The disastrous start to the year should also serve as a reminder to all of us- especially those who believe that the issue of safety can be mastered by just legislation or checklists- that the sea remains a dangerously capricious mistress for those of us that sail, and that enhanced mariner competence is the only way we can hope to keep things safe.

Or safe enough, at least.


January 08, 2015

The sailor and the bumblebee

Yet another shipmanager gave me, yesterday, the same shop-soiled reasons for the decline in Indian seamen. Some I agreed with- lower quality, calibre, training and commitment, for example. Others were laughable.

His litany of complaints of unethical behaviour (his words, not mine) was long. It included Indian seamen having the temerity to seek shorter contracts, more money, family carriage options and internet at sea. Also, he told me, ‘They want to sign on when it suits them; they don’t want to cut short their leave’. He went on (and on!) talking, with thinly disguised disdain,  lambasting seafarer behaviour before he remembered to give me glowing ‘retention figures’ for his company as proof that it was somehow special and implying that the same seamen that he was cursing were actually lining up outside his door.

Let me say, first, that I dispute that ‘retention’ is a term that can be applied to the shipmanning business. Retention is a concept that applies to permanent employees, not contractual labour that – each time, between contracts- spends months at home unemployed and unpaid with no guarantee of a new contract. Body shoppers cannot claim retention for the simple reason that the employee is let go- each time, without exception- at the end of his contract. (I will not dignify with a response those who claim, always disingenuously, that they offer ‘permanent employment.’ And for heaven’s sakes, let us stop using, finally, the word ‘leave’- another term that does not apply to contractual workers.)

I did not point out to this expert that the negotiation of terms between a potential employee and employer are an inherent part of any business. The employer is free to dismiss demands if he finds them ridiculous, just as the employee is free to go elsewhere if his terms are not met. Supply and demand. Colour of skin. Affordability versus competence. It has always been like that; it always will.

Body shoppers would love negotiations to be a one way street where they produce a contract- out of thin air- that is signed without demur. Fortunately, it does not always work that way. I find nothing wrong in a seaman seeking more money, shorter contracts, internet or whatever else. I also invite blinkered shipmanagers to see what kind of hard negotiations take place between prospective employees and employers in other industries. It will be a revelation, I promise.

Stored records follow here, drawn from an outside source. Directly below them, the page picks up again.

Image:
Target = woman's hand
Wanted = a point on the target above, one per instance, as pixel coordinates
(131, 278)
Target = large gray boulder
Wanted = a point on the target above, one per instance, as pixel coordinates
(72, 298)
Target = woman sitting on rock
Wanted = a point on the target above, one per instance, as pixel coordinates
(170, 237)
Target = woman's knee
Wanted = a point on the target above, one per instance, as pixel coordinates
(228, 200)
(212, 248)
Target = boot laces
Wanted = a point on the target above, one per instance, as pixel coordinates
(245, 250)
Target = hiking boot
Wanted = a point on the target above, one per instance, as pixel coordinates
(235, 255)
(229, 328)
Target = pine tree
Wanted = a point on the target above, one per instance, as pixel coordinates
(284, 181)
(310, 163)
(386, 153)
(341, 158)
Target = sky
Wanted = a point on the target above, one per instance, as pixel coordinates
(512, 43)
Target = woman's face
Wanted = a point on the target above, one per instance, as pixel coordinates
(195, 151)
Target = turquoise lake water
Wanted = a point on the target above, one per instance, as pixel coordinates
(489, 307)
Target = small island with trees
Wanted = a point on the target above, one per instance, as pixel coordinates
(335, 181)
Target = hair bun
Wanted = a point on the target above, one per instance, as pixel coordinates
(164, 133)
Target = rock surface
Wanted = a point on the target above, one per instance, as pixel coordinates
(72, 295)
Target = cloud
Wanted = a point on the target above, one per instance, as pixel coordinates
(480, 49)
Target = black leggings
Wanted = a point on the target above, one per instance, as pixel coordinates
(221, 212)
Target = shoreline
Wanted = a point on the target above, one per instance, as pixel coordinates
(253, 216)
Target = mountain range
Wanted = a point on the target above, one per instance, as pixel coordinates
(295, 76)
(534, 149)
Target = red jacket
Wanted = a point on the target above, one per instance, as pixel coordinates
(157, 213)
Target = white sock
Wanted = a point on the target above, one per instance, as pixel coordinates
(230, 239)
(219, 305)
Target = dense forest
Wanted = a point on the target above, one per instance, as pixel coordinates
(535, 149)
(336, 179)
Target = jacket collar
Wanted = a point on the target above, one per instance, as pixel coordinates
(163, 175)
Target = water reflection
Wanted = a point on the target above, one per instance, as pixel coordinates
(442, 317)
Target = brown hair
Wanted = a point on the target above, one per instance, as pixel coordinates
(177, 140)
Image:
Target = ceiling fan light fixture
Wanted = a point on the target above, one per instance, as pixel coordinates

But I did not tell this man all that; at my age, I must conserve my breath. I finished my drink, wished him a Merry Christmas, and left. It was only later, while driving home, that it occurred to me that, by ignoring his rant, I had behaved towards this shipmanager in exactly the way many seamen generally behave towards employers in the industry. And I remembered the bumblebee story from my college days.

Which goes like this. You see, according to the laws of physics, the bumblebee cannot fly- aerodynamics experts have studied the bumblebee for a long time and come to this conclusion. This is because, these experts tell us, the bee’s body mass is too large for its limited wingspan.

The thing is, the bumblebee does not know this. So it disregards these experts and flies anyway.  

I have heard the oh-so unreasonable Indian seamen- stories for decades. I have sailed through many of these years, and I suspect many of the younger generation will sail through the rest of them, despite the best efforts of all these experts with their own fishy agendas.